Its builders were the Nabataeans, once desert nomads who ceased their wanderings. Petra was their capital from the 4th century B.C. until the Roman occupation beginning in AD 106. It became a religious center and an early seat of Christianity until the Muslim conquest in the 7th Century. Petra was reopened again for exploration again during the Crusades five centuries later.
By the 1500s, however, it was completely lost to the outside world and remained so for 300 years. Then in 1812, a young Swiss explorer robed as an Arab and fluent in the language, pursued local bedouin tribesmen to lead him to the site of the lost city which he longed to see.

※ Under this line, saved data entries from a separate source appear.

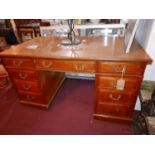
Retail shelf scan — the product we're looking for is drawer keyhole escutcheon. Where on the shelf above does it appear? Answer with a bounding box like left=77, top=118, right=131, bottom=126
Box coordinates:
left=109, top=94, right=121, bottom=101
left=13, top=60, right=24, bottom=67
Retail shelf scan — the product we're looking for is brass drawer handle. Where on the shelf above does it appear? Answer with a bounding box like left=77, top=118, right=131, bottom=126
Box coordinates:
left=112, top=66, right=126, bottom=73
left=74, top=64, right=86, bottom=71
left=23, top=84, right=32, bottom=90
left=115, top=108, right=120, bottom=113
left=13, top=60, right=24, bottom=67
left=42, top=61, right=53, bottom=68
left=19, top=73, right=28, bottom=80
left=26, top=95, right=36, bottom=100
left=111, top=81, right=116, bottom=88
left=109, top=94, right=121, bottom=101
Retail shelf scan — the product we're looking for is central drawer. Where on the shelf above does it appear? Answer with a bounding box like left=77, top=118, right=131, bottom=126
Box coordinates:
left=3, top=58, right=34, bottom=69
left=7, top=68, right=37, bottom=81
left=14, top=79, right=40, bottom=92
left=97, top=90, right=137, bottom=105
left=19, top=92, right=45, bottom=103
left=34, top=59, right=95, bottom=73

Although he died just five years later, he had reawakened the world to the ancient wonder of the Lost Rose Red City. Today Petra is a UNESCO World Heritage site and known to movie goers worldwide from the film, Indiana Jones and the Last Crusade. And just forty miles away are the sands of the Wadi Rum of Lawrence of Arabia film fame. Highlight of one’s own Petra discovery experience is as you approach on foot through a narrow nearly mile-long chasm called a siq. The deep narrow gorge with its six-story high walls ends dramatically to reveal Petra’s most treasured monument, the Treasury or El Khazneh . Exquisitely carved in the 1st Century B.C. it was crafted for a Nabataean king and in classical Hellenistic style.
A vast city of sculpted monasteries, royal tombs, cave dwellings, Roman-style colonnaded streets and amphitheater are all awaiting for your discovery on foot or on camel back in legendary “lost and found” Petra.